- Original language: English
- Written by: Ian Hislop Nick Newman
- Subject: The Wipers Times

Premiere
- Date: 22 September 2016
- Place: Watermill Theatre, Newbury, Berkshire

= The Wipers Times (play) =

2016 play by Ian Hislop and Nick Newman

The Wipers Times is a play by Ian Hislop and Nick Newman, based on their 2013 BBC dramatization of the creation of The Wipers Times newspaper during World War I.

== Productions ==
The play premiered at the Watermill Theatre, Newbury from 22 September to 29 October 2016.

Following its run at the Watermill, the play toured to the Lyceum Theatre, Sheffield, New Wolsey Theatre, Ipswich and Salisbury Playhouse during November 2016.

The play transferred to the Arts Theatre in London's West End from 21 March to 13 May 2017. From September to November 2017 began another tour at the New Theatre, Cardiff, Oxford Playhouse, Palace Theatre, Westcliff-on-Sea, Yvonne Arnaud Theatre, Guildford, Manchester Opera House, Theatre Royal, Glasgow and Everyman Theatre, Cheltenham.

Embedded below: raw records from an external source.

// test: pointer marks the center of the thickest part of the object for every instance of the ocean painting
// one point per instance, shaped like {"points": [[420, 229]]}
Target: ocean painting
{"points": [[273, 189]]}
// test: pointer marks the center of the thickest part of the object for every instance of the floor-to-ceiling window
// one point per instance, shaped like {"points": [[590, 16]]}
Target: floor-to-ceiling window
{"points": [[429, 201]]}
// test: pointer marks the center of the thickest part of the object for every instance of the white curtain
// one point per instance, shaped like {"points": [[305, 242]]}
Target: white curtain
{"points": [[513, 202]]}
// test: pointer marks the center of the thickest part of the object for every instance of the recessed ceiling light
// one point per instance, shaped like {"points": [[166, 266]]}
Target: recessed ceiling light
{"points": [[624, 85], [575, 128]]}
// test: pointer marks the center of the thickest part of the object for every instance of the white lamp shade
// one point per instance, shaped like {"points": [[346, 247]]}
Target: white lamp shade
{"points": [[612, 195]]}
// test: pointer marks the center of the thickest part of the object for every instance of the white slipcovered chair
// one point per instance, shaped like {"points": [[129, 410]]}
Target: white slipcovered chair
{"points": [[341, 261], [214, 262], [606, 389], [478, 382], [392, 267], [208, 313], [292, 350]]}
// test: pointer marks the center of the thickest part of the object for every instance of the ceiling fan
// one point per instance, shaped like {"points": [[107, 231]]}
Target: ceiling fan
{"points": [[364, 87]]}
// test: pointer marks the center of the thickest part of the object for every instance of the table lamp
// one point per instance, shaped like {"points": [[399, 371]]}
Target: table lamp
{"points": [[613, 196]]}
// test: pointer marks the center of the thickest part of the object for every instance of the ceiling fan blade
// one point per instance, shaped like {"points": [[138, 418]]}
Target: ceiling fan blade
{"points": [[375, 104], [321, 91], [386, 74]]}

From August to October 2018, the play embarked an 11-week UK tour beginning at Nottingham Theatre Royal before touring to Oxford Playhouse, Northcott Theatre, Exeter, Festival Theatre, Malvern, Curve, Leicester, Devonshire Park Theatre, Eastbourne and Birmingham Repertory Theatre. Following the tour, the play returned to the Arts Theatre in London's West End running from 16 October to 1 December 2018.

== Studying the play ==
The play has been widely used as a text to be studied in the UK.
Brown and Massey have reflected on the use of the play together with The Wipers Times itself to teach students about both the reality and complexity of soldier's experiences but also to help develop an understanding of the processes by which historical accounts are built.